La capacité d’énergie solaire de la Finlande devrait passer d’environ 2 GW en 2023 à 68 GW d’ici 2050. Cela représentera 62 % de la capacité électrique totale installée du pays et 30 % de l’électricité générée. Les recherches couvrent divers scénarios qui montrent le chemin le plus rentable pour le système énergétique de la Finlande.
L’une des raisons du fort potentiel d’énergie solaire de la Finlande est le phénomène de la « Nuit blanche ». Dans des régions comme la Laponie, la lumière du soleil est disponible 24 heures sur 24 pendant les mois d’été. Cela crée une complémentarité saisonnière avec les sources d’énergie éolienne. Alors que l’énergie éolienne domine pendant les mois d’hiver, l’énergie solaire prend le relais au printemps et en été, comblant le fossé de production d’électricité.
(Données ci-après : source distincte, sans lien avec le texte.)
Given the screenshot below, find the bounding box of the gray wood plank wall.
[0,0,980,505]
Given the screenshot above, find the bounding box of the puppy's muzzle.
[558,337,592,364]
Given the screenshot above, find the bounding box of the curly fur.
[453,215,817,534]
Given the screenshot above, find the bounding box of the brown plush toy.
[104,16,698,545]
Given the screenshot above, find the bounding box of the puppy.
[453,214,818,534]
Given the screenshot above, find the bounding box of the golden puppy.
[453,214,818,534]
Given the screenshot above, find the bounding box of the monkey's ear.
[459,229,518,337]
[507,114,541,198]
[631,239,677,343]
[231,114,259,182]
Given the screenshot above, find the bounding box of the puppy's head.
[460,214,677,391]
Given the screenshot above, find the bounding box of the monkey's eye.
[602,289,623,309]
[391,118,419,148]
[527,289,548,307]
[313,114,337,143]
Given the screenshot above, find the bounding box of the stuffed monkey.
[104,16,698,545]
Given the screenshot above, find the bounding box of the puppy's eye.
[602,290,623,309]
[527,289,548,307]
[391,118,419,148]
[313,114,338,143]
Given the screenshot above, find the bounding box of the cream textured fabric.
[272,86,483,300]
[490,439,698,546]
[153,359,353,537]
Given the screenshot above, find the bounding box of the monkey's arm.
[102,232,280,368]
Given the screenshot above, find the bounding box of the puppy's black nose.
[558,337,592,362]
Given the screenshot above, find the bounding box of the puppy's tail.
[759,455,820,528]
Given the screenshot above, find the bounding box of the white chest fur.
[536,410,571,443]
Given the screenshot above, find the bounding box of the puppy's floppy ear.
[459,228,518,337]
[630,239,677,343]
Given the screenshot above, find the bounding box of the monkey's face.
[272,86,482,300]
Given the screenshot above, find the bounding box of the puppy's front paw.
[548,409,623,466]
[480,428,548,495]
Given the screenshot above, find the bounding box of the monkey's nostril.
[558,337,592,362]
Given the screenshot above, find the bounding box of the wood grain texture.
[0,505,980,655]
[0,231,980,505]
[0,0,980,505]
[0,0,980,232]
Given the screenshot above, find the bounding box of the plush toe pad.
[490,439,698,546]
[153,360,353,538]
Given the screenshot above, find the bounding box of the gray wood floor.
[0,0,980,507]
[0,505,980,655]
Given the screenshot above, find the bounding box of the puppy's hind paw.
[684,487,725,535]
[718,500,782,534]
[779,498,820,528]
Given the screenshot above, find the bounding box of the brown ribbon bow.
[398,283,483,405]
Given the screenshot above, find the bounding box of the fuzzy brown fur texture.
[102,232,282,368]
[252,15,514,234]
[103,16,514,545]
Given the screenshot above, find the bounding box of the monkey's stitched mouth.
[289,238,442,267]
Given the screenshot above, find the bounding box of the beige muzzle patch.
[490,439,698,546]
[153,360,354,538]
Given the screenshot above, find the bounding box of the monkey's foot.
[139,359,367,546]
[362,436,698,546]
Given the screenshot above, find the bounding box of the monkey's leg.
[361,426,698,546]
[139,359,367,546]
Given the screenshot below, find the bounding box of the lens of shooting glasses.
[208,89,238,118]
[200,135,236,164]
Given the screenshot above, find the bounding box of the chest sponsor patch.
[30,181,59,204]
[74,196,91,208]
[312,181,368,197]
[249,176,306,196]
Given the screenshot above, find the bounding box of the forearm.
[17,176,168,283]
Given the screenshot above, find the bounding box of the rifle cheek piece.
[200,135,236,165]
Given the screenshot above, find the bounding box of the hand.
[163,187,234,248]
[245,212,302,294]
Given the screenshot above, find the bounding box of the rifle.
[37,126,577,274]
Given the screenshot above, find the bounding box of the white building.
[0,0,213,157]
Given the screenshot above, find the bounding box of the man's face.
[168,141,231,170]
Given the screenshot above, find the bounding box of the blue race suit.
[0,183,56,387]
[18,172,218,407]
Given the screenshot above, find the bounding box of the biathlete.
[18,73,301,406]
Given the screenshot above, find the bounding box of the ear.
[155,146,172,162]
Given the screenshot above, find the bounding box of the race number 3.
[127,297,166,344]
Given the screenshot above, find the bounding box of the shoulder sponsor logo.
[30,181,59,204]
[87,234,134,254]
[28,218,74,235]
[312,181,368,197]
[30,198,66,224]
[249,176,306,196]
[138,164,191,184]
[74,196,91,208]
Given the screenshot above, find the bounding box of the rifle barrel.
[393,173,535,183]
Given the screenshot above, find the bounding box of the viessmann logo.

Les recherches montrent que la valeur de l’énergie solaire ne réside pas seulement dans son rendement annuel, mais également dans son calendrier saisonnier. L’énergie solaire, qui domine en été, permet de récolter l’énergie éolienne en automne et au printemps et de utiliser la bioénergie comme fournisseur de flexibilité. Cela crée une base solide d’énergie renouvelable tout au long de l’année.
La Finlande s’est engagée à tripler sa capacité nucléaire mondiale d’ici 2050, mais les recherches montrent que l’énergie nucléaire ne peut pas rivaliser avec l’énergie solaire et éolienne. Les coûts annuels du système des nouvelles centrales nucléaires sont 71-84 % plus élevés que ceux des systèmes d’énergie renouvelable. Même avec des hypothèses financières très optimistes pour l’énergie nucléaire, un système basé sur l’énergie solaire et éolienne reste 37 % moins cher.